Tag Archives: Text Processing

Close of my internship

My internship finished last week (end of July) and I used last week to wrap up everything and create a few nice visualisations of my dataset, clean up my Python scripts and write a report.

The Python scripts that I used for extracting the texts and metadate and for cleaning the texts is available on GitHub. For Topic Modelling I used Mallet and Gensim. Mallet is a Java tool, while Gensim is a Python library. My implementation of Gensim can also be found on GitHub too.

I started my internship with knowing little about topic modelling and related tools. During my internship I learned about topic modelling as a tool to investigate a large corpus of text. I learned about benefits and pitfalls of using this technique. I explored my data set using tools such as Mallet, Gensim, nltk, and Gephi. I learned more about Python programming, how to optimise your programs and how to make them faster. Finally, I learned also a good bit about my data set, the letters of 1916, and what are issues working with it. I wrote a short internship report for DAH focusing on the objectives of the internship and my learning outcomes.

My internship report as pdf: ReportForDAHJuly2014

Advertisements

The Humanities Programmer

Following a comment by Alex O’Connor I pushed all my code up on GitHub. I had planned to do this at some stage, but it never crossed my mind that somebody would be interested to study how I am writing the code for this project. On closer thinking about it, it is actually a fascinating topic.  More and more humanities research with no or little CS background learn programming languages in order to have another tool in their toolbox for text processing, online publishing, etc.

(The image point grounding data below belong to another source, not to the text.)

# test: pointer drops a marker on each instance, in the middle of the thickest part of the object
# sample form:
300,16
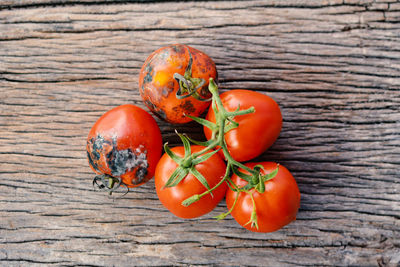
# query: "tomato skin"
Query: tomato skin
125,142
213,169
275,208
158,87
257,131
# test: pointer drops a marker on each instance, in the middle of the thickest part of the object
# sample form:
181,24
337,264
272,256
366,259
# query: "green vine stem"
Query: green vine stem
224,123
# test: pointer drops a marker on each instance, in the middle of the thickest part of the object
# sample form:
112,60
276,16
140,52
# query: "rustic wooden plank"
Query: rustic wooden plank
331,65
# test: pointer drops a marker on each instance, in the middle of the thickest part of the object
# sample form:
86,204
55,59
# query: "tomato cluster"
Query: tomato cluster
177,83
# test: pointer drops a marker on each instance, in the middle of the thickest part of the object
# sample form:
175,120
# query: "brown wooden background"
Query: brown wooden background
332,65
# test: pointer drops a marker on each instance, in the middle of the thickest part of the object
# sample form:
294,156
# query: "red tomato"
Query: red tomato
213,170
158,86
257,131
275,208
125,142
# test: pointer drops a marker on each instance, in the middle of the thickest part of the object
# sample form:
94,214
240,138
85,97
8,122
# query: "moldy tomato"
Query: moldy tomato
126,143
174,81
276,207
256,131
213,170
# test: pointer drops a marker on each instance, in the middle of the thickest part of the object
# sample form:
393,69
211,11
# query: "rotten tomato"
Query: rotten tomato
173,82
125,145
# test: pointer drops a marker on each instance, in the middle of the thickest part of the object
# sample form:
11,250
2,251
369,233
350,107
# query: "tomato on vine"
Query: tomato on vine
272,204
177,179
173,82
255,132
123,147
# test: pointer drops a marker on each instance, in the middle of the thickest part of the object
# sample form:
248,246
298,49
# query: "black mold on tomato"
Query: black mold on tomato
149,77
118,161
158,112
91,162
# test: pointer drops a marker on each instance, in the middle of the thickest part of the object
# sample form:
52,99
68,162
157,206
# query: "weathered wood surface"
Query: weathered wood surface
333,66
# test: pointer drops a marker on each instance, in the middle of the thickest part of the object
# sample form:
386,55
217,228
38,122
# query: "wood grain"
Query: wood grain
333,67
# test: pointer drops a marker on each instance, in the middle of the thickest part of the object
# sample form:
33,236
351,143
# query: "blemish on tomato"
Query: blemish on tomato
149,77
178,49
156,111
188,106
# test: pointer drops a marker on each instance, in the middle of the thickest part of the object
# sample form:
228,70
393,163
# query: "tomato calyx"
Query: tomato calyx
187,164
189,85
224,123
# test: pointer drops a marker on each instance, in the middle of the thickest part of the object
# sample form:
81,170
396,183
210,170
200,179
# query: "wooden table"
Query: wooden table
333,67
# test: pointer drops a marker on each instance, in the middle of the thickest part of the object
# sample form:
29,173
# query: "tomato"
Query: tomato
257,131
213,170
125,142
158,87
275,208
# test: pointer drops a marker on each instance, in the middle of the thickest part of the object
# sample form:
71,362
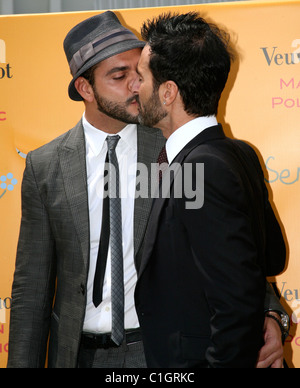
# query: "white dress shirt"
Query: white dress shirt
98,320
183,135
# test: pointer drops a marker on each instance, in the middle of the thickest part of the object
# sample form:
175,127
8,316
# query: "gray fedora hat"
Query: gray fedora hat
94,40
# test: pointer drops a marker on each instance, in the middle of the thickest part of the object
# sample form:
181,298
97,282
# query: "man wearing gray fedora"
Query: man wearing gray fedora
81,242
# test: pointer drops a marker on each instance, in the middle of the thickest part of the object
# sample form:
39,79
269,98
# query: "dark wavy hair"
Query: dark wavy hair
192,53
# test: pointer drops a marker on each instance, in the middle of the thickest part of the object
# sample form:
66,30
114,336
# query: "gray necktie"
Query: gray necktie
117,277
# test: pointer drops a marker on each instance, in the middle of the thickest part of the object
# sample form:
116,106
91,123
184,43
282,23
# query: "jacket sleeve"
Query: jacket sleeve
226,256
34,280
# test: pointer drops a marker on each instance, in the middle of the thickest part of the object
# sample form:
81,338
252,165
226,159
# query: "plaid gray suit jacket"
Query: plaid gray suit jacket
49,288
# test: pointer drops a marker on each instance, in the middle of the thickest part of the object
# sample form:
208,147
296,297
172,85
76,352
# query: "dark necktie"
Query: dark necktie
112,227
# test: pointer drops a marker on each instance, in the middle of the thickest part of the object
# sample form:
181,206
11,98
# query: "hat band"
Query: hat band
100,43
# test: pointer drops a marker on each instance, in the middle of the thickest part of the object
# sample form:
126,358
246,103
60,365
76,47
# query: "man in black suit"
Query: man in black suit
201,286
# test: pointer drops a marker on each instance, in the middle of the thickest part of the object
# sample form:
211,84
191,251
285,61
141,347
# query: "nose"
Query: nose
135,84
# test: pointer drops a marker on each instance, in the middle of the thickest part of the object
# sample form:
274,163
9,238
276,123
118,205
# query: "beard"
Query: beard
115,110
152,112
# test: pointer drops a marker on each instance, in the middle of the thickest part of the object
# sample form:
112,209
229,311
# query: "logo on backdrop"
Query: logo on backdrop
287,96
7,184
275,56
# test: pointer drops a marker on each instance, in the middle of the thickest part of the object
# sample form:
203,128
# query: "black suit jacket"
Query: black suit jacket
201,287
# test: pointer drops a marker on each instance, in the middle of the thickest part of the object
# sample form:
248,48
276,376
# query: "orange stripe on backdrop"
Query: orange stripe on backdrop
261,104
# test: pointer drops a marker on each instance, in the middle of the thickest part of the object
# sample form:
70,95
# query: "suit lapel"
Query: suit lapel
150,143
210,134
73,165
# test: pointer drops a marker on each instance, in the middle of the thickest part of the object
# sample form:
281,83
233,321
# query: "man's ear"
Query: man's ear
84,88
169,92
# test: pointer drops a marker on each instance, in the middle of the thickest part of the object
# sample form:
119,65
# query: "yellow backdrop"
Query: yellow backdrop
261,105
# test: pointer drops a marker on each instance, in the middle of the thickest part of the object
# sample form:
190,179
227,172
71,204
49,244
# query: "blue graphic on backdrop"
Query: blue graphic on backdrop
7,183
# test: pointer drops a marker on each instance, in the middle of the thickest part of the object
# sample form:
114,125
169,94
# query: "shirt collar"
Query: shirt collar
96,138
183,135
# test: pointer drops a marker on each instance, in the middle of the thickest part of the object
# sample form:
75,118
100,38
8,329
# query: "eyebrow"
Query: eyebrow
117,69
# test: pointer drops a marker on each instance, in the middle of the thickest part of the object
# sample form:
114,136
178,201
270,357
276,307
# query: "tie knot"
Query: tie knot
112,142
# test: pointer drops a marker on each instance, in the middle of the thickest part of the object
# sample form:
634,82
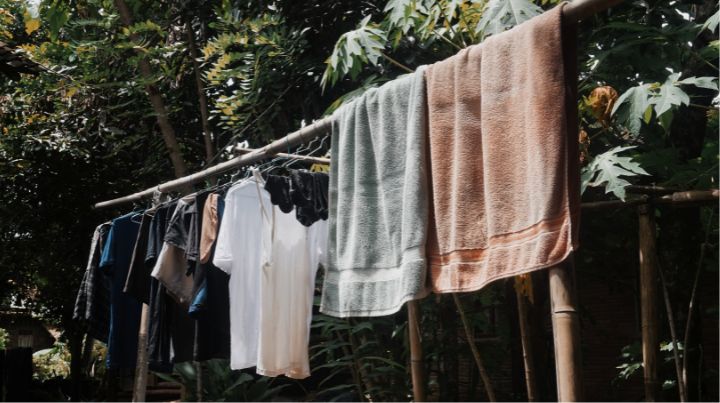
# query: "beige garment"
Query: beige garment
209,227
170,268
503,156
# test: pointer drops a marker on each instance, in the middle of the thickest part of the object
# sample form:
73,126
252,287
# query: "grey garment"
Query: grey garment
378,201
92,305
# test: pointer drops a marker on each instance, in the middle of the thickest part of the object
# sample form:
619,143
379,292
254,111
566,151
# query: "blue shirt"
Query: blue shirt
124,309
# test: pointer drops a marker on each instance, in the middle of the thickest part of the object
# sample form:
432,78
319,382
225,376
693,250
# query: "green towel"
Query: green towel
378,201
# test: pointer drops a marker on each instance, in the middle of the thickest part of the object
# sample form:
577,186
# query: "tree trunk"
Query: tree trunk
87,355
156,100
202,99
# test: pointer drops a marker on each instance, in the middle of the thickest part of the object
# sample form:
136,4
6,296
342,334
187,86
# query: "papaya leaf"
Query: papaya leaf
702,82
669,95
608,169
712,22
634,102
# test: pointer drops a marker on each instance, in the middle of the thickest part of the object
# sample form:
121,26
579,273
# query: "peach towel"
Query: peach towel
503,156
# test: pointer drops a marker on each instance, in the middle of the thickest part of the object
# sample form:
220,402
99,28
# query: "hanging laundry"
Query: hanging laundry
137,283
309,194
378,201
171,330
172,267
124,309
279,189
238,252
92,306
287,290
212,214
503,157
305,192
211,298
274,259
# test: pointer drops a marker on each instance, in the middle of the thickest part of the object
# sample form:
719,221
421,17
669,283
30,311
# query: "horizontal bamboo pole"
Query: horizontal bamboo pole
678,199
303,135
308,158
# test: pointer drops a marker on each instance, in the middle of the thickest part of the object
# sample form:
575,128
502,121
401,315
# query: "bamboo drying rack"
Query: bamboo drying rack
565,321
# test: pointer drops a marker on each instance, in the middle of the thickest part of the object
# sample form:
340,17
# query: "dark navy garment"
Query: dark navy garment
124,309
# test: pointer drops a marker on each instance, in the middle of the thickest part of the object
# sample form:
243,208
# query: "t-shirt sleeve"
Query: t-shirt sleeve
107,259
223,247
321,242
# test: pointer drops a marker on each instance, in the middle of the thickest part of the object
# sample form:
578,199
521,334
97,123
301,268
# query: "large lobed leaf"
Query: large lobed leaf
608,169
500,15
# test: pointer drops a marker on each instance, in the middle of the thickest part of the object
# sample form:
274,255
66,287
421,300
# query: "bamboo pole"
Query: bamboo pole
476,353
528,359
566,332
673,335
308,158
141,366
648,300
416,361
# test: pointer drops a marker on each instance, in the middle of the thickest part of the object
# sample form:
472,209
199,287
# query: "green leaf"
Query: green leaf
635,102
608,169
500,15
712,22
702,82
670,95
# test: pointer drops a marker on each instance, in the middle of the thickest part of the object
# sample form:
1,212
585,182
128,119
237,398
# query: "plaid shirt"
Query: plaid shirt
92,306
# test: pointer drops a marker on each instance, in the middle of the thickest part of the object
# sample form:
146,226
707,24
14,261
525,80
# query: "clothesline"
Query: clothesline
574,11
561,290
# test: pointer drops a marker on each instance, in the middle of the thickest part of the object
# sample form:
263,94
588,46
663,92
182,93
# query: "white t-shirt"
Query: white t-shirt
242,238
272,260
288,284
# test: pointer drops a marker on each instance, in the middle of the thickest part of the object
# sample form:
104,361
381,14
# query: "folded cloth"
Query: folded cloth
279,189
378,201
308,192
503,156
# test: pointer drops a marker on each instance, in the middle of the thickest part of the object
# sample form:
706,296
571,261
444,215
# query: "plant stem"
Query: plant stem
443,37
397,63
708,108
671,322
693,297
473,348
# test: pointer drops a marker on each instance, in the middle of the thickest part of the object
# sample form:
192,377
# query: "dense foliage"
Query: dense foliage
84,131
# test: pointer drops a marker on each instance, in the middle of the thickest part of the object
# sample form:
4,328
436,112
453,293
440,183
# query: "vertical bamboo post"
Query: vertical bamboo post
141,366
566,332
416,364
528,360
473,348
648,299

The interest in and use of programming languages by Humanities scholars goes way back into the 1960 and 1970s when collation concordances and collation software was developed. The use of this software required at least some knowledge of a programming language. From 1966 on a number of articles about programming languages for humanities research appeared in the journal Computers and the Humanities. The ability of a language to allow the Humanities Scholar ‘to split, scan, measure, compare, and join strings’ were essential, but also tasks like text formatting required programming knowledge at that time. The article also emphasizes that in the future programming languages for “complex pattern-matching problems that arise in musical or graphic art analysis” will become important too. A 1971 article in the same journal gives an overview over languages ‘easy to learn’ for humanities scholars (ALGOL, APL/360, BASIC, COBOL, FORTRAN, PL/I, SNAP, SNOBOL).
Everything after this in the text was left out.